You could also consider a venturi to remove the material from the tank once it has been processed and cleaned. I have used them on application like what you are going to do and they are pretty effecient once you learn how to use them and know thier limitaions.


----------



## skippy (Nov 15, 2011)

I like it Rusty.

Barren, the tank is a well pressure tank, they have an air bladder that maintains pressure in between pumping cycles, which can be removed.
I read they are lined with HPDE, which is pretty chemical resistant, but not thermally very resistant. It's a fibreglass composite shell
and if the resin is vinyl ester, it the shell should be both chemically and thermally resistant.


----------



## rusty (Nov 15, 2011)

skippy said:


> I like it Rusty.
> 
> Barren, the tank is a well pressure tank, they have an air bladder that maintains pressure in between pumping cycles, which can be removed.
> I read they are lined with HPDE, which is pretty chemical resistant, but not thermally very resistant. It's a fibreglass composite shell
> and if the resin is vinyl ester, it the shell should be both chemically and thermally resistant.

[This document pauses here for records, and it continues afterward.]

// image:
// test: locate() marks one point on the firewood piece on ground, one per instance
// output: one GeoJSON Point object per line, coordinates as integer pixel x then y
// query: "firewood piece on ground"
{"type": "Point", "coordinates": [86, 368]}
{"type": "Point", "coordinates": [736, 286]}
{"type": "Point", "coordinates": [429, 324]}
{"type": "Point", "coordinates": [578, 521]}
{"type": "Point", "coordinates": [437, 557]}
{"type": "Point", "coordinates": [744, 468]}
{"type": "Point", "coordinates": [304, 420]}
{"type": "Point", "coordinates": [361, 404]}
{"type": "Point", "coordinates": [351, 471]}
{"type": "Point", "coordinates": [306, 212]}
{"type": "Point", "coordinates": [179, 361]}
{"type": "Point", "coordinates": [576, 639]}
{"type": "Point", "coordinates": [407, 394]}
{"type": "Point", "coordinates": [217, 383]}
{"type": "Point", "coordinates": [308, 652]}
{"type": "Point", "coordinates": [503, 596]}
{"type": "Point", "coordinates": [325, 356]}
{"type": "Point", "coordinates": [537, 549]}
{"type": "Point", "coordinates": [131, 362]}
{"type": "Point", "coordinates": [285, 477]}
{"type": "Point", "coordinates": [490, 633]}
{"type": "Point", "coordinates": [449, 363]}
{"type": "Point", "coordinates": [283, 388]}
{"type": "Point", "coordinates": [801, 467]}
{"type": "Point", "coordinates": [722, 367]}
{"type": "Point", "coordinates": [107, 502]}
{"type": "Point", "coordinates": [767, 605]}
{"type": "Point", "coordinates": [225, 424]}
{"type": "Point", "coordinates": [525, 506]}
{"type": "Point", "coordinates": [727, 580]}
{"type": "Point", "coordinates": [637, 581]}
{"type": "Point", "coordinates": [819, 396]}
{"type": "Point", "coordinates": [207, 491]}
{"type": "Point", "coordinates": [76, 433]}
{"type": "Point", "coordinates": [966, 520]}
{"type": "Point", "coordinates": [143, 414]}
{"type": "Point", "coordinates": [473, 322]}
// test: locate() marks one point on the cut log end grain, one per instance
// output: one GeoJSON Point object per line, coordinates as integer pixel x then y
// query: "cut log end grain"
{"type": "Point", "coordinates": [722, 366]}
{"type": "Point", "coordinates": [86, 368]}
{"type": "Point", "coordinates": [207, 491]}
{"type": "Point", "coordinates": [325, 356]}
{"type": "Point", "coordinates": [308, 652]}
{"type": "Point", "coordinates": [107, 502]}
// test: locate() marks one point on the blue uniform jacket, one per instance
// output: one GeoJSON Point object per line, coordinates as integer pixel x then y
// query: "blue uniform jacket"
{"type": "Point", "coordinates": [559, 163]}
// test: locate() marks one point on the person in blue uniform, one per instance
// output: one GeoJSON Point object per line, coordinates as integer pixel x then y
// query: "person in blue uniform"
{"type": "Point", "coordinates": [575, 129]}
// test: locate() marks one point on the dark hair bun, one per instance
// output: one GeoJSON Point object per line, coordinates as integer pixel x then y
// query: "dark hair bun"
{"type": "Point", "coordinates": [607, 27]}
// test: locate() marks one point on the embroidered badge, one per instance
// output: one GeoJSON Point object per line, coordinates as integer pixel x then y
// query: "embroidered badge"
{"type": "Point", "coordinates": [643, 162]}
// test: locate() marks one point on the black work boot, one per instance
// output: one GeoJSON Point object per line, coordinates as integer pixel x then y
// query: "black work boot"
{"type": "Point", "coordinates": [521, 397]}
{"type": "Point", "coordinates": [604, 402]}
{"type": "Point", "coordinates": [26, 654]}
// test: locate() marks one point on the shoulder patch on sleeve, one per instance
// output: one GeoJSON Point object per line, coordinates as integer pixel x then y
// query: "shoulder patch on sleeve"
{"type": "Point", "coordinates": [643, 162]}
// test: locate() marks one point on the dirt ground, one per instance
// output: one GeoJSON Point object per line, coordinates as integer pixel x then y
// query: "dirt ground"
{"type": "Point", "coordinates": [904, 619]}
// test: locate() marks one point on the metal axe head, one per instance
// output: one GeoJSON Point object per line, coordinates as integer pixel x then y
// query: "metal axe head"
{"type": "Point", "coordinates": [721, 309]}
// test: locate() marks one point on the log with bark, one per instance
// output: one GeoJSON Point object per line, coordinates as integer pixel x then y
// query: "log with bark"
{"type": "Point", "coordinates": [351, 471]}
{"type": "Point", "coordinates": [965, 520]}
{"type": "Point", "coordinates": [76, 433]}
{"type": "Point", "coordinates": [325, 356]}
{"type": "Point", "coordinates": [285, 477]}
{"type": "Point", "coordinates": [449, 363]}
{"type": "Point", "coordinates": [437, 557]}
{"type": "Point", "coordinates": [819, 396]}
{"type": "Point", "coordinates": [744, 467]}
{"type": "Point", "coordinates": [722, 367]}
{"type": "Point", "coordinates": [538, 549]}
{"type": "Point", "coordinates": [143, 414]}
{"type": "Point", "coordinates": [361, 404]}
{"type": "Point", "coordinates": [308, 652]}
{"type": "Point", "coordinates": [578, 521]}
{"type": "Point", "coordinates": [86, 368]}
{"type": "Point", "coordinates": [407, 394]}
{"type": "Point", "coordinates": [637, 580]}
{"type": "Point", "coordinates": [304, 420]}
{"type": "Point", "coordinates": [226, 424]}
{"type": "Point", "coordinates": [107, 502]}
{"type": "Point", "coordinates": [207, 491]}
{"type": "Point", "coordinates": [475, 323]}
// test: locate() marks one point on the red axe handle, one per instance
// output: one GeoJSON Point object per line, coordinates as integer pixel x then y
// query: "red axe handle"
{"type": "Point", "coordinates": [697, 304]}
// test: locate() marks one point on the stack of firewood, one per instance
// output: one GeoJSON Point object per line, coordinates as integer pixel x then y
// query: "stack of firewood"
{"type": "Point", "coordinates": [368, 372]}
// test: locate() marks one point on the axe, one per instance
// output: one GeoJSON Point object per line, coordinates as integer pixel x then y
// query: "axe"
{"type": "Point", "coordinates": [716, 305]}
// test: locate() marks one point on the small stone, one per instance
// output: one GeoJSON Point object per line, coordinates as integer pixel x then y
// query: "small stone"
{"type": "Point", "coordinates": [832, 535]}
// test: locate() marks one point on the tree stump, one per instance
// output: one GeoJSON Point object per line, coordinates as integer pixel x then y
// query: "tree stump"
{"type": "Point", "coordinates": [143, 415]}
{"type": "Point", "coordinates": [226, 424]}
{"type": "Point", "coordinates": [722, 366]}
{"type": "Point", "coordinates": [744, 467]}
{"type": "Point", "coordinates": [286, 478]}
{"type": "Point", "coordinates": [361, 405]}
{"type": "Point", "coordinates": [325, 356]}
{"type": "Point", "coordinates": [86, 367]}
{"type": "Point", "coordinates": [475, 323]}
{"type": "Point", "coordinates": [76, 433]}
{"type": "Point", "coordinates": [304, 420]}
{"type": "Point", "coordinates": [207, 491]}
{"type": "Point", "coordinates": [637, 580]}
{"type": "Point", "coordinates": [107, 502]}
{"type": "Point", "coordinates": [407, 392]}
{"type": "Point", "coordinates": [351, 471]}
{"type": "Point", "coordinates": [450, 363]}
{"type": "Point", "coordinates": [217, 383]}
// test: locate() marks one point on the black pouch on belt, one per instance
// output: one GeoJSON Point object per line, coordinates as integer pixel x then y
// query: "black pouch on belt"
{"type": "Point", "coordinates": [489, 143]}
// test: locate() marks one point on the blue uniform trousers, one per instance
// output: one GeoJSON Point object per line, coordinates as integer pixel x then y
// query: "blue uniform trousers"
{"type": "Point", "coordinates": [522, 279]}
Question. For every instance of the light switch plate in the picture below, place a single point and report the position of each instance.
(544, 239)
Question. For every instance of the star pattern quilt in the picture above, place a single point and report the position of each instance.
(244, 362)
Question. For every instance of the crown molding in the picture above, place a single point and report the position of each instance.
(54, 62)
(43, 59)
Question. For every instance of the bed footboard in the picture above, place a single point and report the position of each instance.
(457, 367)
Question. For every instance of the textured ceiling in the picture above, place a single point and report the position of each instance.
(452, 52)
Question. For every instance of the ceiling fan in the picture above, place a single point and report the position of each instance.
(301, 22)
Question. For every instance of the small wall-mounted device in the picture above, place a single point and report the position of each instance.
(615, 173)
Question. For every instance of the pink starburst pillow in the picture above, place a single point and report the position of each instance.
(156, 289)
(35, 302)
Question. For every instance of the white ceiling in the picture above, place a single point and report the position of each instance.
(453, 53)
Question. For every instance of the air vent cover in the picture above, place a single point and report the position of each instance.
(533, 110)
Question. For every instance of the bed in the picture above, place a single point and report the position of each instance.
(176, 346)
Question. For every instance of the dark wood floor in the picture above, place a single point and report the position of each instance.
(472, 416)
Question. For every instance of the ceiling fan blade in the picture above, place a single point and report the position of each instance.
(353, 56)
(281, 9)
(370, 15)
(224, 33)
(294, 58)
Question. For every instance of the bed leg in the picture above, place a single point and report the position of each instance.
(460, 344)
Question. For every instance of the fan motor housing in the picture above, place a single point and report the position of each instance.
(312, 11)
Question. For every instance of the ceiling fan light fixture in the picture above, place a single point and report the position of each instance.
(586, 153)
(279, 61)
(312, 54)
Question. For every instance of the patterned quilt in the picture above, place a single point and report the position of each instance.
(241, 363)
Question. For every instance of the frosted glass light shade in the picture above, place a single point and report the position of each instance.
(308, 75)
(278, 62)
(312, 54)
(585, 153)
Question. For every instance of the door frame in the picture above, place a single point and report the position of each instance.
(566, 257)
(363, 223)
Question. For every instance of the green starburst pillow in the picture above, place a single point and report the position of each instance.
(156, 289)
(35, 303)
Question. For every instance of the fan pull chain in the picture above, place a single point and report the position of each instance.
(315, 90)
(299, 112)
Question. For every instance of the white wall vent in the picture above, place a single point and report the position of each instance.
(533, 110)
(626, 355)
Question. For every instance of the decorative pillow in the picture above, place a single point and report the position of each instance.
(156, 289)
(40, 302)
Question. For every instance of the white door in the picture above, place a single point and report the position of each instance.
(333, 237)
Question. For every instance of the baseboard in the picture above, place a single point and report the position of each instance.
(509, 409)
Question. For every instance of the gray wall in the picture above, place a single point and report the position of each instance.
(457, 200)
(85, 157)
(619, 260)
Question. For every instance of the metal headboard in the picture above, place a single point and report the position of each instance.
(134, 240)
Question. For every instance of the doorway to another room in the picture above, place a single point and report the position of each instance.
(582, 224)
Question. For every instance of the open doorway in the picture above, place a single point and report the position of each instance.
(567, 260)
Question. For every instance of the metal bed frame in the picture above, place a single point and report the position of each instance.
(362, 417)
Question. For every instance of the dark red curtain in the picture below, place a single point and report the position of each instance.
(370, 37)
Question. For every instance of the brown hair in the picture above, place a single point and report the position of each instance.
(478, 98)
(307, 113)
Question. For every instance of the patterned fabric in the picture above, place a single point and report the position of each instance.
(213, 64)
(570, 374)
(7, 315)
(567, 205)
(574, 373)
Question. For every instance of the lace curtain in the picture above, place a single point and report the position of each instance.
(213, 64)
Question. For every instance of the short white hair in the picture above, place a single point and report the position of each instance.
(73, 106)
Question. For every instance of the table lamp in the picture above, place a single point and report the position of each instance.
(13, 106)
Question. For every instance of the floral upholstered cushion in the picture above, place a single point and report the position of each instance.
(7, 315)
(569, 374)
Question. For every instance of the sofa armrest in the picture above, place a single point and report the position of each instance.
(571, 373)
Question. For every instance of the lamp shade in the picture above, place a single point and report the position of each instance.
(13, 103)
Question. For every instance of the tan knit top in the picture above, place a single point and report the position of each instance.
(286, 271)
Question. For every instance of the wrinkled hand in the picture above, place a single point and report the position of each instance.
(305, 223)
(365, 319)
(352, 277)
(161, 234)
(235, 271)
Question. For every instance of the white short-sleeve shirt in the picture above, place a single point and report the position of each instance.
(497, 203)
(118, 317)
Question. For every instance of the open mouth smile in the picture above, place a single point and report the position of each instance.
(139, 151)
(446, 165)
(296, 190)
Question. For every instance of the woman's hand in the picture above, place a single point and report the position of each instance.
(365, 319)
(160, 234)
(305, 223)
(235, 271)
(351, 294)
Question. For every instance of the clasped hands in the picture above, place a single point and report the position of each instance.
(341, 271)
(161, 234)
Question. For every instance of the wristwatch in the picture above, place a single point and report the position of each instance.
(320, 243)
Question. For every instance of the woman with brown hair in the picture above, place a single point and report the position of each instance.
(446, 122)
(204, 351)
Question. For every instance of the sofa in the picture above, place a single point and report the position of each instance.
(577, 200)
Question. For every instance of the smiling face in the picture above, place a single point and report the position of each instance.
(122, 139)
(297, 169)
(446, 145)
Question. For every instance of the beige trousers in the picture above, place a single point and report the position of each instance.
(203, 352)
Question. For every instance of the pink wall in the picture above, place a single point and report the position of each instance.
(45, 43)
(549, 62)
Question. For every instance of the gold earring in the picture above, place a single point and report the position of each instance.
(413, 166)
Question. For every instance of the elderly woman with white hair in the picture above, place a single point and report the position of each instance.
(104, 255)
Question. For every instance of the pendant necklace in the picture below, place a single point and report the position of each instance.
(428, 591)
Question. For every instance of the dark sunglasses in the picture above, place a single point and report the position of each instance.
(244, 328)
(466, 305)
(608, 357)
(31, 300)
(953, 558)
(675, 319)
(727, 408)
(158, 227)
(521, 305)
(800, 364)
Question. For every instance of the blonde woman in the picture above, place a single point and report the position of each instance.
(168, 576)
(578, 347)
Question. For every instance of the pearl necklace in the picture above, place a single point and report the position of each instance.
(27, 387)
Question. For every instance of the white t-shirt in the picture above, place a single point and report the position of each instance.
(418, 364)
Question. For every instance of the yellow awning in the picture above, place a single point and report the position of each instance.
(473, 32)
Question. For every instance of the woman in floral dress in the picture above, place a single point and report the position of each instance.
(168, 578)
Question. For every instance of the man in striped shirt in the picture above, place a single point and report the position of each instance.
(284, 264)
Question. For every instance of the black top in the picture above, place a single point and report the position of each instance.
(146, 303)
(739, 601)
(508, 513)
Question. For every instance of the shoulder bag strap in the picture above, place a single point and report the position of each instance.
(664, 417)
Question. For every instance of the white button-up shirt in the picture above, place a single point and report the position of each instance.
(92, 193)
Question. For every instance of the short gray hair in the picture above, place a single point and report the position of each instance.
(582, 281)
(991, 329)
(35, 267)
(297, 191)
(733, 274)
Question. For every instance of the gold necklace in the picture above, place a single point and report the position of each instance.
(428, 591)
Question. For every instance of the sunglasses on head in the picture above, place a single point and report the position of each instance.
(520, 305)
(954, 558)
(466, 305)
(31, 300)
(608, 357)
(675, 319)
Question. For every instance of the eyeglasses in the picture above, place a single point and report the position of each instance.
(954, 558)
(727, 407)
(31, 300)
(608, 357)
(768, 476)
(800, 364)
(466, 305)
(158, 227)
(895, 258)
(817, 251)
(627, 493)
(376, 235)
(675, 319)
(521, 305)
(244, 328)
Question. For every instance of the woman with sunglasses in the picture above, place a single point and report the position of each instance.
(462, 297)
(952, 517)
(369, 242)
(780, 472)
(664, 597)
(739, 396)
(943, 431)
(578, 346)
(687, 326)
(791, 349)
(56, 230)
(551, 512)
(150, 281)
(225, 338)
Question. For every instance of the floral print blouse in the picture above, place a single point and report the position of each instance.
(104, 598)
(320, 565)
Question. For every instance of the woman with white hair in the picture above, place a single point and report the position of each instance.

Slight revision, instead of wrapping the reactor with Pex , I'm going to insert the vessel within a larger one filled with canola oil heated via an electric element, thermostat to control temperature. My shop is going to smell like French fries and fried chicken.

I do not have my waste oil boiler running yet, otherwise I could heat the oil with a liquid to liquid heat exchanger, but I think direct immersion of the heating element has this beat.

Our local highways department donated the rock salt for my SSN, I left some cash for the Christmas fund. . 

Some interesting facts, the salt was in a cold shed but is warm to the touch and it's pink.


----------



## skippy (Nov 15, 2011)

A nice thing about SSN is it doesn't seem to make anywhere near as much intense fumes as AR or a chlorine saturated solution, while still having a pretty powerful dissolving capability.

I like the revision to the setup, it should make the whole thing fit into a smaller footprint - less wasted heat then. And the most important thing - it's less complicated. Needless complication is always the enemy. 

I think the pex pipe heating would make more sense if you set up a really big reactor, or a whole whack of reactors that needed to be heated, and you could substitute a cheaper source of heat like gas instead of electricity.


----------



## jimmydolittle (Nov 15, 2011)

Here in Indiana the salt is coated with molasses, which helps keep the salt on the road surface longer. It is in fact a pink color when loaded into the trucks. I have not had the time to study this SSN Leachant process, but I'm wondering if the molasses will interfere in some way?


----------